I have them taped up away from the nasty nest of power cables behind my equipment shelf and it sounds fine, but I can't help but wonder what's up?
Any ideas?
Follow Ups:
Sure, this happens exactly when we hope it will not; as in returning from vacation...
With season's weather changing, oxidation might be rearing its' ugly head. Oxidation builds up and becomes a "dirty" highly resistive connection. Consider that RCA leads do not make the best connections. With my very vintage setups, cleaning my cables, or at least re-twisting them tightly becomes a necessity too often. While gold plated leads take a long time to oxidize, their oxidation is not very conductive. Nickel plating does not take a long time to oxidize. Silver plating oxidizes rather quickly; but silver's oxidation can still be nicely conductive. This is one reason many mil-spec connectors used silver plating...

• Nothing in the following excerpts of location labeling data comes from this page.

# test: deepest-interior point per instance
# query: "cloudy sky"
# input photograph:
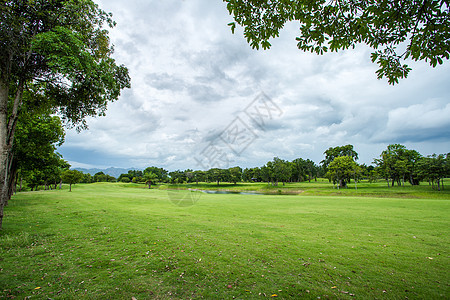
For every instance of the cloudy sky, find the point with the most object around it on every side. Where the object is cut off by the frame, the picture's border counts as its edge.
(202, 97)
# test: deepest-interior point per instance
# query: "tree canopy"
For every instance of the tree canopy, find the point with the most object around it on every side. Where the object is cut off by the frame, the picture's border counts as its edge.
(396, 30)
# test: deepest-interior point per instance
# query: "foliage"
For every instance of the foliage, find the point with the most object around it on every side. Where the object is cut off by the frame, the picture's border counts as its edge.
(333, 152)
(397, 163)
(395, 30)
(71, 177)
(118, 241)
(434, 168)
(59, 51)
(341, 170)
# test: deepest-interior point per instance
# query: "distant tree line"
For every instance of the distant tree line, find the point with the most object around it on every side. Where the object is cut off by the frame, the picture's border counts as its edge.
(38, 164)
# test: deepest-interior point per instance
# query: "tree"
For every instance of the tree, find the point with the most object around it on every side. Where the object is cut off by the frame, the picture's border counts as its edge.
(398, 163)
(235, 174)
(60, 51)
(341, 169)
(161, 173)
(33, 155)
(281, 170)
(434, 169)
(150, 178)
(395, 29)
(333, 152)
(71, 177)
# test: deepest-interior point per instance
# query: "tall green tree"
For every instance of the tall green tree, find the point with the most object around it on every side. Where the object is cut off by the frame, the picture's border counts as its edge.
(281, 170)
(341, 170)
(397, 163)
(434, 169)
(396, 30)
(333, 152)
(71, 177)
(34, 154)
(235, 174)
(60, 50)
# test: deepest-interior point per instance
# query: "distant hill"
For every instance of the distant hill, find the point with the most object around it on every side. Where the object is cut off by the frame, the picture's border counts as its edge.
(114, 172)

Long ago, I thought spraying the "good stuff" was enough for a long while. Well, an ultra-clean connection is needed first; then a coating of the good deoxit stuff applied after the tight connection seems best.
I had this really dirty slide-switch that I cleaned with rubbing alcohol; then shot with the deox. Well, the deox did not do it. The switch kept acting like it still had an open connection. I recleaned the switch with a liberal douse of 91% rubbing alc and then held the unit upside down to assure the dirty alc/solvent mix would "leak out" as it evaporated. That did the trick ! Then, I applied a drop of the deox and that switch has been good for a few years; now. Of course, now that I said that, I will get an open or a buzz with that pesky unit....
I bathe everything in that stuff. It just cleans all the gunk out and leaves nothing behind. Got a wet iPhone? Fill glass with the stuff and leave it in there for a an hour or so then let it dry... fixed!